A movie starring Marlon Brando, Robert DeNiro and Edward Norton should be, mathematically speaking, just about the best-acted movie ever made. “The Score” comes nowhere near meeting those impossible expectations, but it is successful at being a compelling caper film about jewel thieves doing what they do best.

Methodically (at times too slowly) directed by Frank Oz, “The Score” focuses on Nick Wells (DeNiro), an aging criminal eager to settle down with his tacked-on subplot of a girlfriend (Angela Bassett) and run his jazz club in Montreal.

As is often the case in these matters, he’s roped into one more heist by his associate Max (Brando), who’s even older and fatter (and weirder — he dresses like Truman Capote and hangs out by an unfilled indoor swimming pool). Max knows a young kid, Jack (Norton), eager to jump into the world of crime, and he’s been setting up a major job: stealing a priceless French scepter from the Montreal Customs House.

Jack does his homework.
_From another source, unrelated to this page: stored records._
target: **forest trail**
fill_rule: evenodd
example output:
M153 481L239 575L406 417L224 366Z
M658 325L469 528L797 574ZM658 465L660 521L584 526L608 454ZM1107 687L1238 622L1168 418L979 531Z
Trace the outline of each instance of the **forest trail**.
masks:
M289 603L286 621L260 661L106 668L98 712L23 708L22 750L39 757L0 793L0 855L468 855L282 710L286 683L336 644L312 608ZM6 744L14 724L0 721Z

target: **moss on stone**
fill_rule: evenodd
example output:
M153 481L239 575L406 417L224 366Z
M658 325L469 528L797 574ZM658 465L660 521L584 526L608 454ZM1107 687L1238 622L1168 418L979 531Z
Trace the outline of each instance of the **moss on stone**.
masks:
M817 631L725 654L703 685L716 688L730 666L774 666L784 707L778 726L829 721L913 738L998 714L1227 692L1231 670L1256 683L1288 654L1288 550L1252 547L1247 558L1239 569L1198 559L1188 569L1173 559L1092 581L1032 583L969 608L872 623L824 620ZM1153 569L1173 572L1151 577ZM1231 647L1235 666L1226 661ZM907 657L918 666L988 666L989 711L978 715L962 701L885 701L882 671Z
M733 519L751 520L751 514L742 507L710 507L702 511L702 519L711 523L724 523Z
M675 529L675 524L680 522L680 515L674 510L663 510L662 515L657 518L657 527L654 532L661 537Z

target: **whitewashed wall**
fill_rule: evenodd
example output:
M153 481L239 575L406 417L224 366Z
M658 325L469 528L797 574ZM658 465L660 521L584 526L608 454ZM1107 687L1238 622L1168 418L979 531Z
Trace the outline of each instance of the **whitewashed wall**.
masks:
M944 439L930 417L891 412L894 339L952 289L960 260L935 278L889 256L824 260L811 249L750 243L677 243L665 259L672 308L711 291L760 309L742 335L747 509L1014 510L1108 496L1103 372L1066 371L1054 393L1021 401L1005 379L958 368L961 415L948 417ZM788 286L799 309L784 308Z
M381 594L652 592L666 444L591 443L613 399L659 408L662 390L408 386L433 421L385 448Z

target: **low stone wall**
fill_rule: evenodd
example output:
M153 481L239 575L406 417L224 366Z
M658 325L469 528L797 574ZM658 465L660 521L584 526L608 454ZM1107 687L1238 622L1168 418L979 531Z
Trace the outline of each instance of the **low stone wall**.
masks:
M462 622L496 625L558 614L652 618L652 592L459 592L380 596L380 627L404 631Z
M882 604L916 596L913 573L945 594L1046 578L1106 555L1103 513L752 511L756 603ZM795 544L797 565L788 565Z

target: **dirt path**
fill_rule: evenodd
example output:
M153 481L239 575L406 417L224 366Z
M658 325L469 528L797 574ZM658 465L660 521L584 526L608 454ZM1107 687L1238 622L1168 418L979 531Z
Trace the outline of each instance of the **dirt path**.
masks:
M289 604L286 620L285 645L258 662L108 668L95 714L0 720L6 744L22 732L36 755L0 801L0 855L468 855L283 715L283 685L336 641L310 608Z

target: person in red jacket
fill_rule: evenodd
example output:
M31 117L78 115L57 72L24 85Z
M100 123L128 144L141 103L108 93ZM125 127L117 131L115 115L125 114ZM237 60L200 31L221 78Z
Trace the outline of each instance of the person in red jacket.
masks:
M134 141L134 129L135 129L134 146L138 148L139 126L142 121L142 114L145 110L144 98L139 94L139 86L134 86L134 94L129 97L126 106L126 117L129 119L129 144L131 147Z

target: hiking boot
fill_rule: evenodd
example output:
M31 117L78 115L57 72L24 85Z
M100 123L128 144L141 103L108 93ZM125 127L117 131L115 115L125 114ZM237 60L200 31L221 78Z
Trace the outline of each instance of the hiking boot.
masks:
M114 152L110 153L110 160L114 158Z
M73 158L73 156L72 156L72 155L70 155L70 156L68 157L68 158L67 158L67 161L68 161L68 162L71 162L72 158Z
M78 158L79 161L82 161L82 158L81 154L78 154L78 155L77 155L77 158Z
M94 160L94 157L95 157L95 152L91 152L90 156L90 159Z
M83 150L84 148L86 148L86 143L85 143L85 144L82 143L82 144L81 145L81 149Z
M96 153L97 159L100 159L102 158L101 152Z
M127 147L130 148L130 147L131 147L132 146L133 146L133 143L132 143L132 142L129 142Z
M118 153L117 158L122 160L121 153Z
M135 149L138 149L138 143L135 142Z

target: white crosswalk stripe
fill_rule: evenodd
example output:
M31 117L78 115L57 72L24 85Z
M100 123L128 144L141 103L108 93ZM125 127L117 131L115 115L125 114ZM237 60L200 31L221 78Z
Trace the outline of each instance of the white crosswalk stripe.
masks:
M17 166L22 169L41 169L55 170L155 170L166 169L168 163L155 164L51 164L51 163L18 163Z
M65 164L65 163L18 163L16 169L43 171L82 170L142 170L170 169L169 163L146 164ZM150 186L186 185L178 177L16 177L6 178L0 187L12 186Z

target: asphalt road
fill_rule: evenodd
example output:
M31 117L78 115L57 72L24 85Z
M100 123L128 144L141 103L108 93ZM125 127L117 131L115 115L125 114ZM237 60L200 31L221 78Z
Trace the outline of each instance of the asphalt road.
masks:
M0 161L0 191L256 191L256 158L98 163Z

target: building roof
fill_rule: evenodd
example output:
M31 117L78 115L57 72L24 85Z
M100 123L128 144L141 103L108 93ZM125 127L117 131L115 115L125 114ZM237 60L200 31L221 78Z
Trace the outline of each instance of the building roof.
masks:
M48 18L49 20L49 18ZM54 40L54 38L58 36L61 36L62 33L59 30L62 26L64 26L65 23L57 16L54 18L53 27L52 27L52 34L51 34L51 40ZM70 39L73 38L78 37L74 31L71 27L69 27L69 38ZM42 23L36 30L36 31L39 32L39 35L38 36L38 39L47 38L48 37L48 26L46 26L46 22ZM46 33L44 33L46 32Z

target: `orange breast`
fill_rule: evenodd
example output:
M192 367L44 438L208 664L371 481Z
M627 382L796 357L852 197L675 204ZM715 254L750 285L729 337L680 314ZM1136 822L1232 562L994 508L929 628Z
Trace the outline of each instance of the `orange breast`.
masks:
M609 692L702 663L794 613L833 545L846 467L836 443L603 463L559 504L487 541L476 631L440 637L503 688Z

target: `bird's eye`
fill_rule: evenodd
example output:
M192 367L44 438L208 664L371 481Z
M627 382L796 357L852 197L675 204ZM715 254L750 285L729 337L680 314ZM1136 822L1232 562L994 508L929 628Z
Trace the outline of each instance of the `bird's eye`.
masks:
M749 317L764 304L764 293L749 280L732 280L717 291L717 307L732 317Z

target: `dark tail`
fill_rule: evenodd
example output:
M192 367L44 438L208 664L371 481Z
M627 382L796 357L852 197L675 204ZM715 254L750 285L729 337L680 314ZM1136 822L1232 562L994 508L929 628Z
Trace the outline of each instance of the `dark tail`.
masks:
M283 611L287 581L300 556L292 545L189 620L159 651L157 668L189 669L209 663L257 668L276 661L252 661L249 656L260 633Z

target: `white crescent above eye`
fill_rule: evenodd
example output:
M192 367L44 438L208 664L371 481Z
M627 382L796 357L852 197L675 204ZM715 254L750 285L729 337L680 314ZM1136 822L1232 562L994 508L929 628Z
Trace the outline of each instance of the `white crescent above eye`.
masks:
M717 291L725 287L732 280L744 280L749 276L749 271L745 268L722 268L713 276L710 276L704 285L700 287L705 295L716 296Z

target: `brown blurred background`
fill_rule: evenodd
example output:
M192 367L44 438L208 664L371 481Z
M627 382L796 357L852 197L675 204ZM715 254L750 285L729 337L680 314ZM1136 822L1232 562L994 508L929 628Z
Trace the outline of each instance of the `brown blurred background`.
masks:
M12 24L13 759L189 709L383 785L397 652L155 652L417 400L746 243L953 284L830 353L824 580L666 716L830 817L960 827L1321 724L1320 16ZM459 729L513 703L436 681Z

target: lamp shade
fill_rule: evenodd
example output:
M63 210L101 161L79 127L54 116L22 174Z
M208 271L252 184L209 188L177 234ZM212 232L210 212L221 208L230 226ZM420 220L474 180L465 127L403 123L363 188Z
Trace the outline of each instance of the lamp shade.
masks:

Several weeks earlier, he got a job as a graveyard-shift janitor in the building so he could scope it out. His cover is that he acts retarded, thus throwing off any possible suspicion and buying him easy access to any part of the building.

Naturally, at least one person involved is not telling the others the truth. The film’s dedication to intelligence and sophistication prevents it from cheaply pulling any major rugs out from under us, but there are some pleasing twists and reversals.

DeNiro and Norton are characteristically great. Neither performance will earn an Oscar, but don’t let the fact that they make it look easy cause you to forget how masterful these actors are.

And Brando, bloated self-parody that he is these days, proves he’s still got it. He’s not given enough screen time to fully develop his character, but when he’s there, he’s right on the money. Max is a real person, and Brando lives in him. (Max is a real big person, apparently.)

One of the film’s most laudable qualities is that it refuses to spell everything out for us, yet still makes things clear. When Jack tells us, in voice-over, that he’s found a way to sneak things past the metal detector at the Customs House, we see him passing his lunch through to a guard. A lesser movie would have had Jack then say, “I’ll hide them in my lunch, since the guards never check that,” or maybe give us a tight close-up of the lunch to make sure we see what he’s getting at. But not here. He says he can sneak things in, and the movie assumes we’re smart enough to figure out how he’ll do it.

Where the movie is not as nimble is in the pacing. Being unhurried is one thing; being too slow is another. That accounts for only a few sections, though, and once the heist swings into action, every moment is enthralling.